Lalegül Dergisi
A´dan Z´ye… ا´den ي´ye… Beşikten mezara kadar öğrenilmesi gereken, kadın-erkek tüm Müslümanlara farz olan ve sonu Cennete varan bir yoldur İlim✦Amel✦İhlas
'Bu Vatan Bölünmeyecek' - Cübbeli Ahmet Hoca Efendi
Mahmud Efendi Hazretleri söyledi
Biz Suriye’den gelen muhacirlere acıdık, kucak açtık onları vatanımıza
kabul ettik. Bu yüzden Allah da bize acıyacak ve vatanımızı böldürmeyecek diye
düşünüyorum. Mahmud Efendi Hazretleri de bana “Bölünme yok” diye konuştu.
Allah’ım bize güzel ensarlık yapabilmeyi nasip eylesin. Hükümetimiz bu işte
hassas oldu.
Gelenleri hep aldı, kabul etti, yerleştirmeye gayret ettiler. Bundan dolayı
ben hep dua ediyorum. Hükümete de, özellikle Tayyip Bey’e çok dua ediyorum. Kaç
milyon muhacir oldu. Maddi olarak da sıkıntı oldu. Bu duayı hak ettiler.
Bakın teröristler bizim de vatanımızı bölmeye çalışıyor. Askerimiz,
polisimiz canlarını vatan için, din için, Allah için feda ediyor. Ben öyle
düşünüyorum ki bu hainler, bu şerefsizler bu vatanı böldüreceklerdi. İyi de bir
plan yapmışlardı. Bölünme planları da hazırdı. Ama biz acıdık, Allah da
bize acıdı diye düşünüyorum. Bu muhacirlere, bu gariplere, bu fakirlere
hükümetimizin, devletimizin kucak açmasından dolayı.

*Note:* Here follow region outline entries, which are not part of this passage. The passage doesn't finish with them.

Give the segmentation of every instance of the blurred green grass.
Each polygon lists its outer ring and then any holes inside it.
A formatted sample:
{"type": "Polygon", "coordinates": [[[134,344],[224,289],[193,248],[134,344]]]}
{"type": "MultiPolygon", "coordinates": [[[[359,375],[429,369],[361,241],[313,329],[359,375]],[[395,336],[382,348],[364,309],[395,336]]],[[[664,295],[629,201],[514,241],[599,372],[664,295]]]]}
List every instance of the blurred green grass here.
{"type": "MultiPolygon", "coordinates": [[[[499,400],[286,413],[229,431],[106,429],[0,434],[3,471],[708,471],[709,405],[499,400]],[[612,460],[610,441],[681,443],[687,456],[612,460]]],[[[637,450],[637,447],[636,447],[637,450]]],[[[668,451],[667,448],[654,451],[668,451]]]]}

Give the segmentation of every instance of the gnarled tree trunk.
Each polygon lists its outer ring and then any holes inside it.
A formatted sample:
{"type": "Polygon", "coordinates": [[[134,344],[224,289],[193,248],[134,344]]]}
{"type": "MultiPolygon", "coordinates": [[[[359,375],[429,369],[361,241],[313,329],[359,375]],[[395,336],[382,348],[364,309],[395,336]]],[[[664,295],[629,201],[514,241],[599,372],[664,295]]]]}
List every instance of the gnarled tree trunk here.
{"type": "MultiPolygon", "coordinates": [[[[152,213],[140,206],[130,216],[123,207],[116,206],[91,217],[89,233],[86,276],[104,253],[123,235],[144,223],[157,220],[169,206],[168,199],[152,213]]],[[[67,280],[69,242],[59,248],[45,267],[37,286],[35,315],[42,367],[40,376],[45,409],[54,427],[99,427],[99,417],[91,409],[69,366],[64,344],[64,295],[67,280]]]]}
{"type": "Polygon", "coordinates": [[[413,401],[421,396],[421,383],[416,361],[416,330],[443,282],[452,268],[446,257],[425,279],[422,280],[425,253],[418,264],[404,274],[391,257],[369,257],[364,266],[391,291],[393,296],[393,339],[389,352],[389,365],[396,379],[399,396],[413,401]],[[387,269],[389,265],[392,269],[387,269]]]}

KIYMETLİ ECDADIN TORUNLARI
Koca Almanya 60-70 bin kişi alırım diyor. Koca ülkeler 50-100 bin kişi zor
alırım diyor. Onlar da senelerce ittiler, almadılar. Haberlerde durumları
görüyorsunuz. Macaristan’da kameramanın yaptıklarını. Çelme takıp çocuğuyla
giden mülteciyi düşürüyorlar. Çoluk, çocuğa tekme atıyorlar. Bir de bizim Türk
askerinin karşılamasına, istikbaline bakın. Ben haberlerde sürekli takip
ediyorum. Onların o çocukları kucaklarına almaları, sevmeleri, o sıcakta
gelenlere su vermeleri, küçük çocukların ağızlarına su vermeleri, ailelere
ikramları… İnsan evladı ya Türk askeri, insan evladı! Kıymetli ecdadın ahfadı
yahu. Evlad-ı Fatihan yani.
BİR GÂVURLARA BİR DE BİZİM ASKERE BAKIN
Onlar da orada güneşin altında, zor şartlarda saatlerce görev yapıyorlar.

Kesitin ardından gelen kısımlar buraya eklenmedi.